Nearly every province sets new record for COVID-19 cases as Omicron sweeps Canada
Global News
After pausing the release of testing data during the holidays, some provinces and the northern territories at last helped provide a full view of the national surge in cases.
Nearly every Canadian province shattered its daily COVID-19 case count record Wednesday, as the Omicron variant sweeps across the country and brings a level of infection not seen before.
After pausing the release of testing data during the Christmas holiday, some provinces and the northern territories helped provide a full view of the national surge in cases, releasing up to six days’ worth of case numbers.
The results are not pretty. Over the course of December, Canada’s case positivity rate has quadrupled to reach 20 per cent of all tests performed over the past 24 hours — a rate not seen before in the nearly two-year-long pandemic.
The number of active cases, meanwhile, now sits at nearly 210,000, an almost ten-fold increase from mid-November. And the seven-day average has reached a record 25,000 infections per day — nearly 200 percent higher than the peak of the third wave last April — with a new high of 32,180 cases reported Wednesday alone.

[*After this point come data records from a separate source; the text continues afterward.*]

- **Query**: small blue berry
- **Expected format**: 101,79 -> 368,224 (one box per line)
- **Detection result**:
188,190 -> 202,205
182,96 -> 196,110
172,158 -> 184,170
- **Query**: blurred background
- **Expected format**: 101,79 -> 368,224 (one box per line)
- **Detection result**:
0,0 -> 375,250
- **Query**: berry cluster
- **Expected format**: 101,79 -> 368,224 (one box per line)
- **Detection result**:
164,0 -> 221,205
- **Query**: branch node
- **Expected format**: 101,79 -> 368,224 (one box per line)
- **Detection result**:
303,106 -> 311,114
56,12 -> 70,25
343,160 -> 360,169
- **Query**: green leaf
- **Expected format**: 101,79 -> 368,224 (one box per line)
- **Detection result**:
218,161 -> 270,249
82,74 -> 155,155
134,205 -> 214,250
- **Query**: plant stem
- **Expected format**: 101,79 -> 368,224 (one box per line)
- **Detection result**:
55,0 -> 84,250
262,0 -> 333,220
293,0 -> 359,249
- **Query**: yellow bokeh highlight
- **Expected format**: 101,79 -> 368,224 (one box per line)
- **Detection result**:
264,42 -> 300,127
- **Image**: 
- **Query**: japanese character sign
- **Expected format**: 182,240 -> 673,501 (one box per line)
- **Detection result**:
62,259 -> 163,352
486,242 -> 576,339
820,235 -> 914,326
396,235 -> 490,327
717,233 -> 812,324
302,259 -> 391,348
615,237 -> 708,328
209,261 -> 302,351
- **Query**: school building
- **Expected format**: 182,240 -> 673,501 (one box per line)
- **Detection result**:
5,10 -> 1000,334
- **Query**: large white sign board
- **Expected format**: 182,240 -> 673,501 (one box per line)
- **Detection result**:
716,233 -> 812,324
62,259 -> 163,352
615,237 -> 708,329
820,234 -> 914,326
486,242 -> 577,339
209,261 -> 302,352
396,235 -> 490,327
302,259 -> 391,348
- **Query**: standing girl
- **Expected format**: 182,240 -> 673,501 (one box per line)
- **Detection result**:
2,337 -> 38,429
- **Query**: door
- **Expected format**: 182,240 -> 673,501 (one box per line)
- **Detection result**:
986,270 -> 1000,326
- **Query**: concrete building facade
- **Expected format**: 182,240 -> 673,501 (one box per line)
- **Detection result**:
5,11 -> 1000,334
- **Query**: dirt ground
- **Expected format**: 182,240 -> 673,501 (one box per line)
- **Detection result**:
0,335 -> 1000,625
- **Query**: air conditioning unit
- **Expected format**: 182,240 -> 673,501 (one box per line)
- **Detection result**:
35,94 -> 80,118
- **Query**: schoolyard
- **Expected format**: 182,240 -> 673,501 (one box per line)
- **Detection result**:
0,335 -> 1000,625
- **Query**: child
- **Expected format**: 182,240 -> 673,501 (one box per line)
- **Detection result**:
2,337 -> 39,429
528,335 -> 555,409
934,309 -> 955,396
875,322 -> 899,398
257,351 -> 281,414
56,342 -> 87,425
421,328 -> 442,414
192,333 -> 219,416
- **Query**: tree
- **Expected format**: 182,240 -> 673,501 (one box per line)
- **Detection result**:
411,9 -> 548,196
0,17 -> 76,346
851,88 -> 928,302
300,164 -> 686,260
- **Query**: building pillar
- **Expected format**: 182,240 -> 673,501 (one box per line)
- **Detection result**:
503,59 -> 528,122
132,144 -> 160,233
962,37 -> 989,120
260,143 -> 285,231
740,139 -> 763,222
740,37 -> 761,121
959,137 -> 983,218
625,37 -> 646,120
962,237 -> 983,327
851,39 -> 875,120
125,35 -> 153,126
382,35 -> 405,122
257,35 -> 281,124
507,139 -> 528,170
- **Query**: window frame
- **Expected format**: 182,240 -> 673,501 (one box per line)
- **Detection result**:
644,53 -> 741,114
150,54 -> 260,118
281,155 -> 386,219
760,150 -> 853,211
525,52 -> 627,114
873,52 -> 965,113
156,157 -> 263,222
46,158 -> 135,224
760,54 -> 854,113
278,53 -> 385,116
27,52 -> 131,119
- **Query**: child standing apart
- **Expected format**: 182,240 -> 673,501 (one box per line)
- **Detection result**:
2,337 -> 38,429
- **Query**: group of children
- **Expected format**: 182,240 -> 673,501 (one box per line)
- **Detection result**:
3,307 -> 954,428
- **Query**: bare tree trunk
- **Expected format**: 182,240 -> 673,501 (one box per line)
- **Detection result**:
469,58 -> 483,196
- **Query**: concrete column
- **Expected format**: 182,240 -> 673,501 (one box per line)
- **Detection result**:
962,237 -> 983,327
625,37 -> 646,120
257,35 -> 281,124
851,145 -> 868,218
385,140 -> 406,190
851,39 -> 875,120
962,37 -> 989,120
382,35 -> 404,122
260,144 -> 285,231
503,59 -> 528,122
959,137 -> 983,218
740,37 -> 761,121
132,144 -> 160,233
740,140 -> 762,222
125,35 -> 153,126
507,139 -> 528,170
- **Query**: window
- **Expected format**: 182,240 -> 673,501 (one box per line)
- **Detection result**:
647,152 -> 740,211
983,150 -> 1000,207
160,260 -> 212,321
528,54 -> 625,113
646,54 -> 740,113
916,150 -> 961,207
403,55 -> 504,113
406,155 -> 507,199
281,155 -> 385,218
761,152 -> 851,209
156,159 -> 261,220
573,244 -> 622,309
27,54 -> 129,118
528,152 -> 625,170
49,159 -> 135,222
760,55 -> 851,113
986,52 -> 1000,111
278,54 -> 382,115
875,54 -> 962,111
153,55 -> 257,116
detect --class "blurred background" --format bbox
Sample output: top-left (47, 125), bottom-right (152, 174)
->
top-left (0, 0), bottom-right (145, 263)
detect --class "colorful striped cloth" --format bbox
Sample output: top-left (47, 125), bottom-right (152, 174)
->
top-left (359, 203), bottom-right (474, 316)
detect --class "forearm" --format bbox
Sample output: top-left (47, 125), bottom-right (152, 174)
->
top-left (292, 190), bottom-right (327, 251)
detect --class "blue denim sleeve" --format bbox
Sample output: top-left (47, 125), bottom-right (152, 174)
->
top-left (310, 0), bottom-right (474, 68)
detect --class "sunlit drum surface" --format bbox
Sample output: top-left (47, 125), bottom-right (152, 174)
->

Experts say the real number of cases is likely higher because some provinces are hitting their testing capacities and some residents are using rapid tests.
Health officials across the country have pinned the rapid acceleration of cases on the Omicron variant, which Canada’s chief public health officer Dr. Theresa Tam said Wednesday is “quickly” displacing Delta as the dominant variant in the country.
The surge has prompted new restrictions in several provinces, which have also begun to address how the new wave will impact the return to school.
In Newfoundland and Labrador, health officials announced that schools would shift to remote learning after the holiday break. The announcement came one day after Nova Scotia extended the holiday break for students in that province by one week in order to slow the spread of Omicron.